Tips to Stay Healthy

Stay Healthy Chesapeake Bay Swimming: 7 Simple Rules

  1. After rainfall of 1/2 inch or more, all Anne Arundel County beaches are under a no swimming/no direct water contact advisory for at least 48 hours.
  2. Do not swim in the Bay before checking this site: Anne Arundel County’s Beach Swimming Guide.

  3. Never swim in cloudy, murky water or near storm drains.
  4. Look for trash and other signs of pollution, such as oil slicks or scum on the water.
  5. Do not swim in the Bay if you have an ear infection, a perforated eardrum, open cuts, scratches or skin lesions, or a compromised immune system.
  6. Do not swim in water areas where there is a fish kill or where there are any dead animals or known algae bloom.
  7. Try not to swallow water while swimming.

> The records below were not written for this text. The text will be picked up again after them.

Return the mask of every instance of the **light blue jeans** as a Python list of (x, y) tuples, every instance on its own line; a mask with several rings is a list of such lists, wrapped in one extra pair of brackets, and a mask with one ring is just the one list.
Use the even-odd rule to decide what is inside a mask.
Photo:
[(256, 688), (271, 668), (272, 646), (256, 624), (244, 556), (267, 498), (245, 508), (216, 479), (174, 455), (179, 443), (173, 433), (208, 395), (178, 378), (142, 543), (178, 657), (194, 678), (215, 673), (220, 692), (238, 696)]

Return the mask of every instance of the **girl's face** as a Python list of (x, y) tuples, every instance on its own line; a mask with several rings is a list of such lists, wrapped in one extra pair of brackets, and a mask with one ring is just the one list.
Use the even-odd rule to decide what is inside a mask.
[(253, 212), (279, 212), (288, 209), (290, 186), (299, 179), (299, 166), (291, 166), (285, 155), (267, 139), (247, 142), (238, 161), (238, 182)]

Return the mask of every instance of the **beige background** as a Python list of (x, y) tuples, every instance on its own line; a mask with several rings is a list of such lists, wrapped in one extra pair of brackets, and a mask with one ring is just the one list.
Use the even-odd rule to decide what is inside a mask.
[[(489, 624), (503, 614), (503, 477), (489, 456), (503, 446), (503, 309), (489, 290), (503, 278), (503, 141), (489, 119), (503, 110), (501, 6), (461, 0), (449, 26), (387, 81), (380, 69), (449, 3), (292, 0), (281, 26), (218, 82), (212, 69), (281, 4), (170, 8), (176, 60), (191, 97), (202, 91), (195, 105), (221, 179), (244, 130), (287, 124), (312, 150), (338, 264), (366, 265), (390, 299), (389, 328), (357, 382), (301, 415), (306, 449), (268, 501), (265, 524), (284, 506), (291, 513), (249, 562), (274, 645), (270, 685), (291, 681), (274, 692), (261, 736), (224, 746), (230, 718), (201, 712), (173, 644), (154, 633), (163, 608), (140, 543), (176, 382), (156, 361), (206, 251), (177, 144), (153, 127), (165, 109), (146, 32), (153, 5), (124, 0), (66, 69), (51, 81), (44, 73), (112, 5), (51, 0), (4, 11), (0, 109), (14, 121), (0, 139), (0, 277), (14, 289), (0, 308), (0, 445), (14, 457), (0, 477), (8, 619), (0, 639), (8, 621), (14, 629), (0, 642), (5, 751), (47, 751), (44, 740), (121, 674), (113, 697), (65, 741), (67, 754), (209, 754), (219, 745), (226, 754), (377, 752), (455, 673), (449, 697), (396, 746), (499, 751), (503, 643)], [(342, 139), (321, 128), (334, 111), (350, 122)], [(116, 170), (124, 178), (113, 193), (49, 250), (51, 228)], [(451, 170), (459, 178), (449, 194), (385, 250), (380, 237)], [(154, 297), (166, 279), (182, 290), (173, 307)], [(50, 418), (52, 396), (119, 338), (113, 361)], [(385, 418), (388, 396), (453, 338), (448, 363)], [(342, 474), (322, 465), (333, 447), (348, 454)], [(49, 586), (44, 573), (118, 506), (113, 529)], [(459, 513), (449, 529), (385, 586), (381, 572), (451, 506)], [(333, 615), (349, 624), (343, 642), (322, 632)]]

Of all the rules to live by, the most important is do not swim within 48 hours of a rainfall

“After rainfall of 1/2 inch or more, all Anne Arundel County beaches are under a no swimming/no direct water contact advisory for at least 48 hours” –Anne Arundel County Health Department.

If you follow these simple rules, you lower your risk for getting a water-related disease dramatically.

“Which Areas of the Chesapeake are Safest for Bay Swimming?”

Unfortunately, there is not a single area that is “always safe”. The possibility of sewage leak, or irresponsible boater pumping out, means that any river can suddenly develop high bacterial counts.

Local health departments test for bacteria from human feces (usually E. coli or Enterococci) once or twice per week.

Chesapeake Bay swimming from Evolve Medical, Maryland's Direct Primary Care, provides the highest rated primary care and urgent care to Annapolis, Edgewater, Davidsonville, Crownsville, Severna Park, Arnold, Gambrills, Crofton, Waugh Chapel, Stevensville, Pasadena and Glen Burnie.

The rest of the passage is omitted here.